Bir üniversitede olmasını istediğim her şeyin mevcut olduğunu bildiğim için Bilkent Üniversitesi. Sadece Türkiye’de değil, dünyanın sayılı iyi üniversitelerinden de biri olduğu için. Akademik kadrolara bakıldığında, en az bir derecesini yurt dışından almış olmaları oldukça cezbedici. Ülkemizde İngilizce eğitiminin geri kaldığı bir gerçek. Bilkent’in eğitim dilinin İngilizce olması benim için oldukça önemli. Sadece İngilizce değil, birçok yabancı dili de seçmeli olraak sunmakta. Alan dersleri dışında oryantasyonlar, aktivite dersleri gibi öğrencilerin ufkunu genişletecek sosyal seçmeli dersler sunulması da okulumu ayrıcalıklı kılıyor. Kütüphanesi Türkiye’nin en iyi beş kütüphanesinden birisi, aradığım her kitabı bulabilmem benim için bir artı. 100 ün üzerinde öğrenci kulubü var ve hepsi aktif bir şekilde çalışmakta. En büyük probleminiz kulüp seçimi yapabilmek sanırım. Bilkent size yandal fırsatı da sunuyor. Bende psikoloji bölümünde yandala başlamıştım ancak derslerim çakıştığı için tamamlayabilme fırsatım olmadı maalesef. Bilkent insanın vizyonunu değiştiren ve geliştiren bir okul ve sanırım hayatımda eğitim anlamında verdiğim en güzel karar.
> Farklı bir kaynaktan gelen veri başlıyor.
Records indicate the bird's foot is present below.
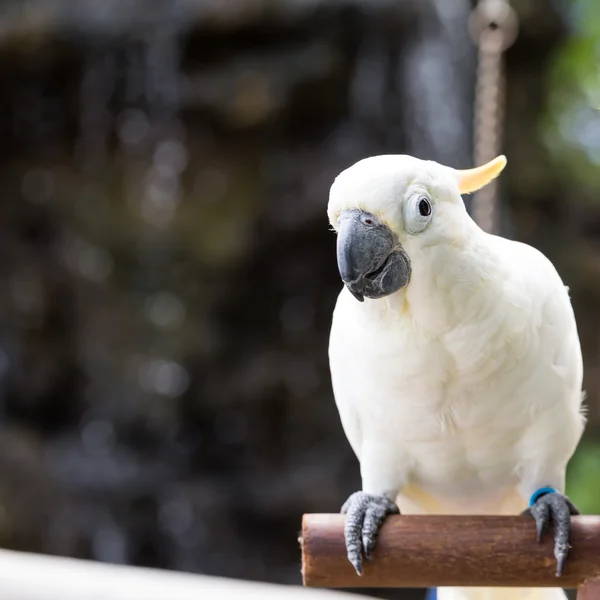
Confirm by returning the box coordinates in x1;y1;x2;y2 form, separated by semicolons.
342;492;400;575
523;492;579;577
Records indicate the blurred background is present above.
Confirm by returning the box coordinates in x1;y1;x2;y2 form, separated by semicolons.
0;0;600;598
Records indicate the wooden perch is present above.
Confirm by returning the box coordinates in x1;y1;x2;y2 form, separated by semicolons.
301;515;600;599
0;550;370;600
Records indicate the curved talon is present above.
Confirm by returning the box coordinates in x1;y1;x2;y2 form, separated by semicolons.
523;492;579;577
341;492;400;576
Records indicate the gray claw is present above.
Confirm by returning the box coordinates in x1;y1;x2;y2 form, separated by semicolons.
526;493;579;577
341;492;400;576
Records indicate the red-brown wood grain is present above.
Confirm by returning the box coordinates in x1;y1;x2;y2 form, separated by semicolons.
300;514;600;588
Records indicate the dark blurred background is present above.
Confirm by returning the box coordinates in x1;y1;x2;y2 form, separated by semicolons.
0;0;600;597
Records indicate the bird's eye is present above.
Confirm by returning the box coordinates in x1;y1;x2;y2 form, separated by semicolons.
419;198;431;217
404;194;434;235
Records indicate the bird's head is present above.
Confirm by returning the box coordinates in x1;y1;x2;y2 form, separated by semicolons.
327;155;506;302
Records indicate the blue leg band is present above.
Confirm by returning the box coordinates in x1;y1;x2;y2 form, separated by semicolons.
529;487;556;507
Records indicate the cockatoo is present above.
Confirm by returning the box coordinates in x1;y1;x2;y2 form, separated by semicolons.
327;155;585;600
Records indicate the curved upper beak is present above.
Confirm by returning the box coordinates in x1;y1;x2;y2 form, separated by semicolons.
337;209;396;302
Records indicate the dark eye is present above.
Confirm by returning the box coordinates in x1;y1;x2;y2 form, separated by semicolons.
419;198;431;217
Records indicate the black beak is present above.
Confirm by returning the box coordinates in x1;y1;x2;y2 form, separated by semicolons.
337;209;410;302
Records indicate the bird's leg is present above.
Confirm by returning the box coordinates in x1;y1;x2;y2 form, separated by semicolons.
523;487;579;577
342;492;400;575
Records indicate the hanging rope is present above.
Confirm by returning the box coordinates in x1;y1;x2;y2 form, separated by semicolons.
469;0;518;233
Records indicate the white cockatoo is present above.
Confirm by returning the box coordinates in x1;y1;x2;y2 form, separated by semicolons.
327;155;585;600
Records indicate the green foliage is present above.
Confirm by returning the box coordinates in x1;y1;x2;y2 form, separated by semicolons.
567;436;600;515
543;0;600;190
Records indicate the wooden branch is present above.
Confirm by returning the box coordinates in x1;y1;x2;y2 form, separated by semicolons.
301;515;600;598
0;550;366;600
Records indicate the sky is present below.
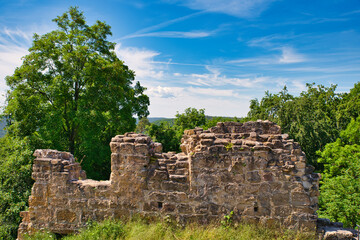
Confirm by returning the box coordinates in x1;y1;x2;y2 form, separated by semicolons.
0;0;360;117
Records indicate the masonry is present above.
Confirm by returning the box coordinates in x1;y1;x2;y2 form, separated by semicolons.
18;120;319;239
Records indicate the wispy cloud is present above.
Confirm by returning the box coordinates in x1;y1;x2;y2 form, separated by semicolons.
118;11;205;41
187;66;268;88
122;31;216;39
341;9;360;16
170;0;274;18
115;44;164;79
279;47;305;63
0;28;31;105
146;86;184;98
247;33;306;48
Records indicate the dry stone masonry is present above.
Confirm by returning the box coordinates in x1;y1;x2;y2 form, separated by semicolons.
19;120;319;239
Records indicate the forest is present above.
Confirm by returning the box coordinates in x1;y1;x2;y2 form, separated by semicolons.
0;7;360;239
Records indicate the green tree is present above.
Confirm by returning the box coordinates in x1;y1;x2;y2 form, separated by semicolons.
318;117;360;227
174;108;206;131
247;84;343;169
135;117;150;133
5;7;149;179
0;135;33;239
147;122;182;152
337;82;360;130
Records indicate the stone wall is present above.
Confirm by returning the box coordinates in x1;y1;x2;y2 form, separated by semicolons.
19;121;319;239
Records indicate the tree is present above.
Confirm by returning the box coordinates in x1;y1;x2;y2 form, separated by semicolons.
0;135;33;239
135;117;150;133
147;122;182;152
247;84;343;169
174;107;206;131
318;117;360;227
147;108;206;152
4;7;149;179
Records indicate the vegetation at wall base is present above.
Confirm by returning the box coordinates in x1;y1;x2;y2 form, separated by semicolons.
23;219;316;240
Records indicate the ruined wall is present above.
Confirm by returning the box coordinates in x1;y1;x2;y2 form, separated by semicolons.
19;121;319;238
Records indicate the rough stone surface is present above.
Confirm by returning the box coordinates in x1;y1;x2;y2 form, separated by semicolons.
18;121;320;239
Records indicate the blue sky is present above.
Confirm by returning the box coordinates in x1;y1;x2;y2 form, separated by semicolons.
0;0;360;117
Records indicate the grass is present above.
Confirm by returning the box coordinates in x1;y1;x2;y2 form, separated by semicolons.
26;219;315;240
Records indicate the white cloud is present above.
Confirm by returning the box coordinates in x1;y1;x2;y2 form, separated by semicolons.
188;87;239;98
176;0;274;18
0;28;31;106
187;66;269;88
115;44;164;80
122;31;215;39
146;86;184;98
279;47;305;63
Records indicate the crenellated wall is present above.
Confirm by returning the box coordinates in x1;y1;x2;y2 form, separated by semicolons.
18;121;319;239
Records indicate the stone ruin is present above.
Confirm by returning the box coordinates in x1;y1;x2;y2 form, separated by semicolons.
18;120;320;239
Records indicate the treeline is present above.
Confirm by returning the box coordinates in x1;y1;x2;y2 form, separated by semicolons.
0;7;360;239
135;107;241;152
143;82;360;227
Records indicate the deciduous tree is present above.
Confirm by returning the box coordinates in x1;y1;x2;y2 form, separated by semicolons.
5;7;149;179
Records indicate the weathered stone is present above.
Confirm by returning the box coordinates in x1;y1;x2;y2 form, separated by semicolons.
18;121;320;239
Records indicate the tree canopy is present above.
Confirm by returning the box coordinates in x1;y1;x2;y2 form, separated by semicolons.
5;7;149;179
247;84;347;169
318;117;360;227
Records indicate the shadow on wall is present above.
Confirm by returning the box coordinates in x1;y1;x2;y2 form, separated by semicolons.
18;120;319;239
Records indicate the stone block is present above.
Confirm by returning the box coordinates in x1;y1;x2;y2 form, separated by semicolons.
56;209;77;223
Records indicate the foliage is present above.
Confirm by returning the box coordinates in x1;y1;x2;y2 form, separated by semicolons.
147;122;182;152
174;108;206;131
221;211;234;229
318;117;360;227
0;7;149;239
135;117;150;133
225;142;234;151
24;219;316;240
5;7;149;179
146;108;242;152
337;82;360;129
201;116;243;130
0;135;33;239
247;84;344;169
Sizin mesleğinizi yapmak isteyen arkadaşlar öğrencilik hayatlarında neler yapabilirler?
Şunu rahatlıkları söyleyebilirim ki akademisyen olmak isteyen biri sosyal hayattan vazgeçmeli görüşü bir kenara atılmalıdır. Bu mesleği yapmak isteyenler kendisine olan saygısını sağlamak için planlı olmalı ve zamanı nasıl kullanacağını bilmelidir. Günde 15 saat çalışıyor olmak başarılı olduğunuz anlamına gelmez. Konsantre olarak çalışanlar başarıyı yakalayabiliyor diyebilirim. Yoğun çalışmak tabi ki şart ancak çok uzun saatlerinizi verip çalışınca başka bir şey yapmaya zaman kalmaz. Makale yazabilmek için, başarılı olmak için odaklanabileceğiniz bir zamana ihtiyaç vardır. Yani zamanlarını verimli değerlendirebilmeyi öğrenmeliler. Demem o ki en güzel yıllarını asosyalleşerek tamamiyle derse odaklanarak geçirmemeleri. Planladıkları takdire hem akademik açıdan başarılı olabilirler hem de sosyalleşerek hepsine vakit ayırabilirler.
Bir BÖTE mezunu olarak şuan BÖTE okuyan arkadaşlarımıza önerileriniz nelerdir?
BÖTE çalışma alanı çok geniş çaplı bir bölüm. Ne olmak istediklerine ne kadar erken karar verirlerse o kadar çabuk hedeflerine ulaşacaklarına inanıyorum.